I say that not as some weird Xbox partisan—there are certainly aspects to this platform I'm not happy with including the compulsory paid Xbox Live Gold subscription—but rather as an objective outside observer who has played and owned almost every video game console that's ever been released in this country and has been writing professionally about technology for over 20 years. They're comparable.

And before anyone starts spouting technical hoo-hah about how the PS4 RAM is faster than that in the Xbox One or other such nonsense, let me just remind everyone that these exact types of claims were made about the PS3 when compared to the Xbox 360 8 years ago, and none of those supposed advantages ever translated into any meaningfully superior games or experiences. And the number one selling console of that generation was technical laughing stock, the Nintendo Wii. Specs aren't why people buy mass quantities of tech products, whether you're talking about video games or anything else. Technically, the PS4 and Xbox One are comparable, very comparable. This is not a meaningful discussion for anyone other than the debilitating pedantic.

No, this is ... almost unexplainable.

To recap, it can't be the price, not anymore and not exclusively. It's not that one killer game everyone has to have; that game does not exist. And it's not the specs, which no one normal cares about.

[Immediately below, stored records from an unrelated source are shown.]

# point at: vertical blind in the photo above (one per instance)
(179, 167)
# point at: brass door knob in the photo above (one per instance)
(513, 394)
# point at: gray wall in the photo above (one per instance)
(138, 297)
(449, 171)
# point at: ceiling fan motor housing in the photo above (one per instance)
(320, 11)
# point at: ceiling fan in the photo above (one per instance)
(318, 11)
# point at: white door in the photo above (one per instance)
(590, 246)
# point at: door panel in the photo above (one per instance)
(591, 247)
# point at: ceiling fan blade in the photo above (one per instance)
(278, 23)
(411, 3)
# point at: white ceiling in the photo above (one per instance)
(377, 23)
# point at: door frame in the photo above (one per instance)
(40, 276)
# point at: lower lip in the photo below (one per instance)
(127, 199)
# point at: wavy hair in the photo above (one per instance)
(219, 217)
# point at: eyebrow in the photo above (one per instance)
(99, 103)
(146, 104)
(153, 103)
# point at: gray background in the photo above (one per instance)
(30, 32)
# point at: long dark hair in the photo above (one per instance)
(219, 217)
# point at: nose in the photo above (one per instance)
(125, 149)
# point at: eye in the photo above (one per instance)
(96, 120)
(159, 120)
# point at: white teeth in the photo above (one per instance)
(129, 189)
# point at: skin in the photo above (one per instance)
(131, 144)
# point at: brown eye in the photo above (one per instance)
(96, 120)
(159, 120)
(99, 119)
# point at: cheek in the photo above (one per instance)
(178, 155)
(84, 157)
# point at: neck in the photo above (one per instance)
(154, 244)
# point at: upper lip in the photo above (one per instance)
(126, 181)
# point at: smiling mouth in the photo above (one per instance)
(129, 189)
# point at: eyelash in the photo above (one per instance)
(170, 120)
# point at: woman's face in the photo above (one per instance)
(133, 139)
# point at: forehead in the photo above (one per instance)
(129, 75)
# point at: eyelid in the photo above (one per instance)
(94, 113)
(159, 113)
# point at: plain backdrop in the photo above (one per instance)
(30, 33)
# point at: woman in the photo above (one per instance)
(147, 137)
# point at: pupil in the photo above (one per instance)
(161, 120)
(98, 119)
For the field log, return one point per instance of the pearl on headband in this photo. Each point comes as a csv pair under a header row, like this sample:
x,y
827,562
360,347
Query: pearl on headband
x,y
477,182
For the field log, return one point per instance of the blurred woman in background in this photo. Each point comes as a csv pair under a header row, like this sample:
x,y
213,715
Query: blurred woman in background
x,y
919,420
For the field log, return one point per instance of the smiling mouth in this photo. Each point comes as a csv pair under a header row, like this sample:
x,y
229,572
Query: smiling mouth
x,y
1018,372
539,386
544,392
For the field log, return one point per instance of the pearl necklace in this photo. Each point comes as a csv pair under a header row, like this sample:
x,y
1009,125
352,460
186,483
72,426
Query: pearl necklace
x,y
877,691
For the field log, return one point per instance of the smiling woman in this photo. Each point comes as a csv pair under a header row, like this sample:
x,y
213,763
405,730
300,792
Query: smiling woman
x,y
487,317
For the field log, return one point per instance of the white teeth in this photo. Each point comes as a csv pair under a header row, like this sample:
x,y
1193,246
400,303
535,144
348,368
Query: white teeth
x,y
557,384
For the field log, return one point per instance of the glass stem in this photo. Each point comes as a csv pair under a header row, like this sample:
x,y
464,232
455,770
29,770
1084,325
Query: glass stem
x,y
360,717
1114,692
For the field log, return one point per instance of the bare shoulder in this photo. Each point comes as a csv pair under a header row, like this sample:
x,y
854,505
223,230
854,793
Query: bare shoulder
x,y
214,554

Is it possible—even remotely possible—that Sony, a company that is currently jettisoning most of its one-time consumer electronics businesses and shouldn't be trusted by any consumer, is somehow riding a weird wave of marketing and popularity that started way back at E3 and magically hasn't subsided yet?

Is it likewise possible that Microsoft's missteps in launching the Xbox One last spring and botching the messaging on now-defanged but actually useful functionality in some way has persisted to this day? Is that possible?

Is the relative success of the PS4 literally the result of ... better marketing?

If so, maybe Microsoft needs its "SEGA scream" ad series or whatever, and not do the "I'm a Mac, I'm a PC" thing and just ignore this. Maybe it needs to bring back some of the features that the never-do-wells super-punched it into removing before the launch. Maybe it needs to simply point out the Xbox One is better than the PS4 where it matters.

And yes, maybe it needs to match the PS4 price, something that frankly should have happened for launch. At least remove that issue from the conversation.